Sebelum mengulas tembang lebih luas, hambar bagai sayur kurang garam apabila tidak mengenal sejarah singkat sang pencipta tembang tersebut. Pepatah mengatakan tak kenal maka tak sayang, tak sayang maka tak cinta.
Sejarah singkat Sunan Kalijaga...
Nama kecil adalah Raden Said, Ayahnya adalah seorang Adipati Tuban-keturunan dari tokoh pemberontak Majapahit, Ronggolawe bernama Raden Arya Wilatika. Beliau juga memiliki nama panggilan Lokajaya, Syeh Malaya, Pangeran Tuban atau Raden Abdurrahman.
Kalangan jawa mengaitkannya dengan kesukaan wali untuk kungkum (berendam) di sungai (kali) atau jaga Kali (menjaga sungai) ada yang menyebut istilah itu berasal dari bahasa arab “qadli dzaqa” yang menunjuk statusnya sebagai “penghulu suci” kesultanan.

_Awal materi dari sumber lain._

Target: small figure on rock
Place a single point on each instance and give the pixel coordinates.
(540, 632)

Masa hidup Sunan Kalijaga diperkirakan mencapai 100 tahun.
Dalam dakwahnya memilih kesenian dan kebudayaan sebagai sarana untuk dakwh, beliau sangat toleran dengan budaya lokal. Maka ajaran Sunan Kalijaga terkesan sinkretis dalam mengenalkan islam, menggunakan seni dan terbukti metode tersebut terbukti efektif sebagian besar di daerah jawa memeluk islam melalui Sunan Kalijogo.
Salah satu tembang legendaris adalah Gundul-Gundul Pacul Konon tembang ini diciptakan pada tahun 1400-an oleh Sunan Kalijogo dan teman-temannya saat masih remaja. Syia’r penyebaran agama islam yang dibuat oleh Sunan Kalijogo terbilang unik namun mempunyai arti filosofis yang dalam dan sangat mulia.
Sebelum menguraikan arti filosofis tembang Gundul-gundul Pacul, kita baca dulu liriknya:
“Gundul gundul pacul-cul, gembelengan
Nyunggi nyunggi wakul-kul, gembelengan
Wakul ngglimpang segone dadi sak latar
Wakul ngglimpang segone dadi sak latar”
Gundul artinya plontos/botak tanpa rambut. Kepala perlambang kehormatan dan kemuliaan seseorang, sementara rambut adalah mahkota lambang keindahan kepala. Dengan demikian, gundul artinya adalah kehormatan yang tanpa mahkota.